Impact of Cartelization in Cement Industry
Issue 27 | February 14, 2021
“People of the same trade seldom meet together, even for merriment and diversion, but the conversation ends in a conspiracy against the public, or some contrivance to raise prices” – Adam Smith, Wealth of Nations (1776)
Competition regimes play a pivotal role in sustaining healthy competition and driving the economic growth of a nation. The competition regime in India has had transitions from the erstwhile Monopolies and Restrictive Trade Practices Act, 1969, to the current Competition Act, 2002 (hereinafter the Act). Though the financial year 2020-21, marred with dips, recessionary trends, and a countrywide lockdown, is coming to an end and the IMF projecting favourable growth rates for India’s economy in 2021, the hurdles engulfing the Indian leadership’s dream of a $5 Trillion economy are far from over. The menacing threat of cartelization by cement companies, though not a sole determinant, can inflict considerable damage at the micro and macro levels alike. The Act under Sec. 2(c) defines Cartels as “an association of producers, sellers, distributors, traders, or service providers who by agreement amongst themselves, limit, control or attempt to control the production, distribution, sale or, price of or trade in goods or profession of services”. Competitive pricing being a key to a company’s fortune, companies in a particular sector may form cartels to inflate the existing prices by limiting supply, price-fixing, etc. Cartels, one of the focal points of Competition laws, not only have the potential to harm enterprises in an allied market but also cause great harm to consumers and the overall economic development.

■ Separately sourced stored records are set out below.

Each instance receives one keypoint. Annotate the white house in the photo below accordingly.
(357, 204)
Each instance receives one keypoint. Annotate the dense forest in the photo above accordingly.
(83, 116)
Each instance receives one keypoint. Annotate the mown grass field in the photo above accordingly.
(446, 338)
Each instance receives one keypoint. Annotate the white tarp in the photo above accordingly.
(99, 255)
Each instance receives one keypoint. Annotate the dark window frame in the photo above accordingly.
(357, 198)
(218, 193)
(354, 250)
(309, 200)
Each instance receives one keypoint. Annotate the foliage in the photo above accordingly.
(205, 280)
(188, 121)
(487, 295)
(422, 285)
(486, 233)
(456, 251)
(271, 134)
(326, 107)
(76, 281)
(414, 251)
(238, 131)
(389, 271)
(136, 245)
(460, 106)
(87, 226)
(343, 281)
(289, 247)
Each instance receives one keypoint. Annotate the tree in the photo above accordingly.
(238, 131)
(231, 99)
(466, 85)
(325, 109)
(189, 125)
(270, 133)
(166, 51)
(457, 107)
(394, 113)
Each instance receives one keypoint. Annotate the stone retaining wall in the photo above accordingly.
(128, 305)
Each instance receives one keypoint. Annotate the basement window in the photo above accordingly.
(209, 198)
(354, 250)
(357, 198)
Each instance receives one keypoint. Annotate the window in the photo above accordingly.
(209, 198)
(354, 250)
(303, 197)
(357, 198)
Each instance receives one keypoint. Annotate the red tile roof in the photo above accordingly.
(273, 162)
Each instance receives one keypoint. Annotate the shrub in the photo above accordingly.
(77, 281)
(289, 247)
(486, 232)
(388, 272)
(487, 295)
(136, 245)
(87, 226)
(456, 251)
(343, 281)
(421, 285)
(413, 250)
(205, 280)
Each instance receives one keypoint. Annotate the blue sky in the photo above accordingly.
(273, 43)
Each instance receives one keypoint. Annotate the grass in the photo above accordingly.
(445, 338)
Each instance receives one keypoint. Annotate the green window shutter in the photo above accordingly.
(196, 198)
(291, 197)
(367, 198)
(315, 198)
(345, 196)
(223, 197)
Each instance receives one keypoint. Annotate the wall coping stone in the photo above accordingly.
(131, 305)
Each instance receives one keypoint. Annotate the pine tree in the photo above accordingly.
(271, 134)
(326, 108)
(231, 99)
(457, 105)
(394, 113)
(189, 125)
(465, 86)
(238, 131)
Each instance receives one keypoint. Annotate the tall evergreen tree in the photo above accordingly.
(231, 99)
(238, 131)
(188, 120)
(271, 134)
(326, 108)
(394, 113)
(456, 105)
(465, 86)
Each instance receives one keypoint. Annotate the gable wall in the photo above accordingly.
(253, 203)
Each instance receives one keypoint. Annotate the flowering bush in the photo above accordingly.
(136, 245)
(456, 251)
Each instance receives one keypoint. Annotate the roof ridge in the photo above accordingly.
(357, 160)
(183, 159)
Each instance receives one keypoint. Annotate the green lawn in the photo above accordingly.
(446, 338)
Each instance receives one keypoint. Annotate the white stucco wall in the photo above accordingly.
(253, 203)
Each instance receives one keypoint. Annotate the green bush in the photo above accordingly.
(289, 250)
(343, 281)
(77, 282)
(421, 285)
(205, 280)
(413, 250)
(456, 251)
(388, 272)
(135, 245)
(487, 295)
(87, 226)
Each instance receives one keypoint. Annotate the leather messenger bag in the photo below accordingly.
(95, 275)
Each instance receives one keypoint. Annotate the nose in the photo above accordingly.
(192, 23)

The Director-General of Investigation, CCI, in their latest order, slapped fines worth INR 6,200 crores against leading cement companies, who were found to have underutilized their production capabilities, so as to collectively reduce the supply of cement, consequentially leading to recurring phases of price rise. While those directly affected by the same might be restricted to a particular sector, a study by UNCTAD indicates adverse effects on the national economy in the long-run. As far as consumers are concerned, the participating enterprises in a cartel either keep their price levels the same or increase them in collusion so as to reduce the elasticity of demand. A similar situation is believed to have surfaced with respect to the cement and steel industries in India, which has forced builders to subscribe to the existing rates in spite of recurring price rises. Higher input prices have adversely affected the housing sector which has failed to attract buyers owing to the “artificially high” prices, leaving behind a large inventory of unsold flats, houses, and multiplexes across the country. Though the effects of cartelization have, so far, been limited to the housing sector, if unchecked for a prolonged period, this can dampen the potential of the cement industry of India, which was, until the pandemic broke, considered a catalyst in India’s export trade.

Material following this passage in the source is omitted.